Questi beduini-arabi sono cittadini israeliani proprio
come lo sono io; il loro unico crimine consiste nel
non essere ebrei. Eppure, i beduini sono la popolazione
indigena dell’arido deserto israeliano, il Negev.
Prima dell’istituzione dello Stato di Israele,
circa 60mila beduini vivevano nell’area ma, in
seguito alla guerra del 1948, ne rimasero solo undici
mila o poco più; il resto fuggì o venne
espulso in Giordania e in Egitto. Sotto le direttive
del primo premier israeliano David Ben-Gurion, coloro
che rimasero in Israele vennero sradicati dalle terre
che avevano abitato e vennero convogliati nella parte
nord-orientale del Negev, un’area perlopiù
desolata nota come la “zona di chiusura”,
mentre l’area occidentale del Negev, più
fertile, veniva riservata alle colonie ebraiche.

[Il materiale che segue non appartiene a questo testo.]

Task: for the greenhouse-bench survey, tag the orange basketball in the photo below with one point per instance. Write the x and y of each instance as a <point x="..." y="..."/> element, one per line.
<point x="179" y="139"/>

Nel corso degli anni ’50 e fino alla metà
degli anni ’60, una porzione considerevole delle
loro terre ancestrali venne confiscata e registrata
come territorio statale. Negli anni ’70, quasi
la metà della popolazione beduina venne trasferita
ancora dal governo israeliano, questa volta in sette
aree territoriali. L’idea era di concentrare la
popolazione beduina all’interno di una zona ristretta
che comprendesse solo una percentuale molto limitata
delle terre originarie delle loro tribù, terre
dalle quali la popolazione beduina era stata espulsa.

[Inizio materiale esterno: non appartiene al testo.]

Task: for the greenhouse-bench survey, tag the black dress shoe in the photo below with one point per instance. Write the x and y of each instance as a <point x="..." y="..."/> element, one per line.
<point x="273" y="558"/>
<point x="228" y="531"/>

I beduini dovettero rinunciare a qualsiasi rivendicazione
della loro terra ancestrale per poter ottenere il dubbio
privilegio di vivere in questi territori sovraffollati.

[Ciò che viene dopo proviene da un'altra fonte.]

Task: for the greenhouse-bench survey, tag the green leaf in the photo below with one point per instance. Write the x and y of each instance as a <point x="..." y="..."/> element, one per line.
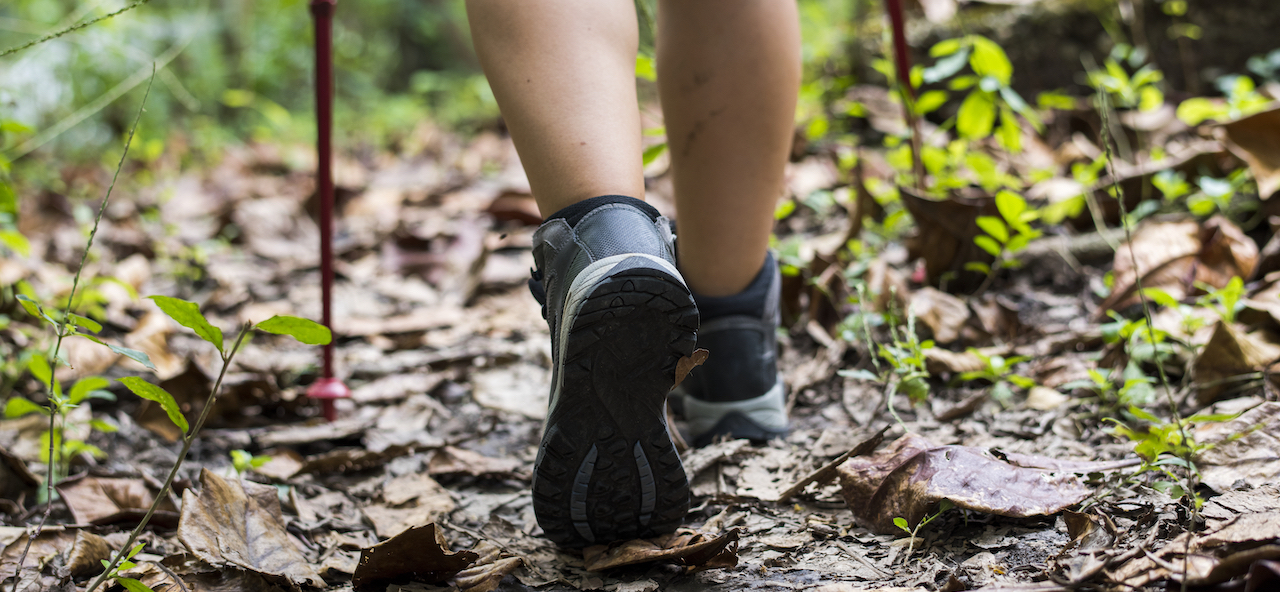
<point x="645" y="68"/>
<point x="652" y="153"/>
<point x="39" y="367"/>
<point x="302" y="329"/>
<point x="19" y="406"/>
<point x="987" y="244"/>
<point x="995" y="227"/>
<point x="152" y="392"/>
<point x="1193" y="112"/>
<point x="946" y="48"/>
<point x="187" y="314"/>
<point x="977" y="115"/>
<point x="86" y="323"/>
<point x="929" y="101"/>
<point x="133" y="586"/>
<point x="945" y="68"/>
<point x="83" y="387"/>
<point x="35" y="309"/>
<point x="990" y="59"/>
<point x="140" y="356"/>
<point x="978" y="267"/>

La restante metà della popolazione beduina, che
comprende oggi circa 75mila persone, non fu disposta
a rinunciare ai propri diritti di proprietà ed
è ora sparsa in quarantacinque villaggi disseminati
nel Negev che non sono mai stati riconosciuti dallo
Stato.
Abbiamo visitato uno di questi villaggi lo scorso fine
settimana assieme al Negev Coexistence Forum. A non
più di 25 minuti dal mio piccolo ma gradevole
appartamento con aria condizionata, c’è
una serie di baraccopoli beduine. Nessuna delle abitazioni
presenti in questi villaggi non riconosciuti è
collegata alla rete elettrica, all’acqua corrente,
al sistema fognario o alla rete telefonica. Non ci sono
strade asfaltate che portano ai villaggi e, di conseguenza,
i servizi di emergenza non possono raggiungerli velocemente,
mentre l’accesso ad altri servizi fondamentali
– salute, istruzione e welfare – è
difficile e limitato.
Questi beduini sono attualmente rappresentati da un
Consiglio regionale non riconosciuto dei villaggi
non riconosciuti (poiché i villaggi
non sono stati riconosciuti dal governo israeliano,
questo non è stato neanche disposto a riconoscerne
il consiglio elettivo). Durante la nostra visita, il
capo del consiglio Hsein Al Refaya ha sottolineato che
la popolazione soffre di un tasso di disoccupazione
molto elevato: approssimativamente il 60% degli uomini
e l’85% delle donne. La popolazione è caratterizzata
da una povertà lacerante, da un alto tasso di
mortalità infantile, da pochi lavoratori specializzati
e da un elevato tasso di criminalità. Inoltre,
il 40% circa dei bambini beduini abbandonano la scuola.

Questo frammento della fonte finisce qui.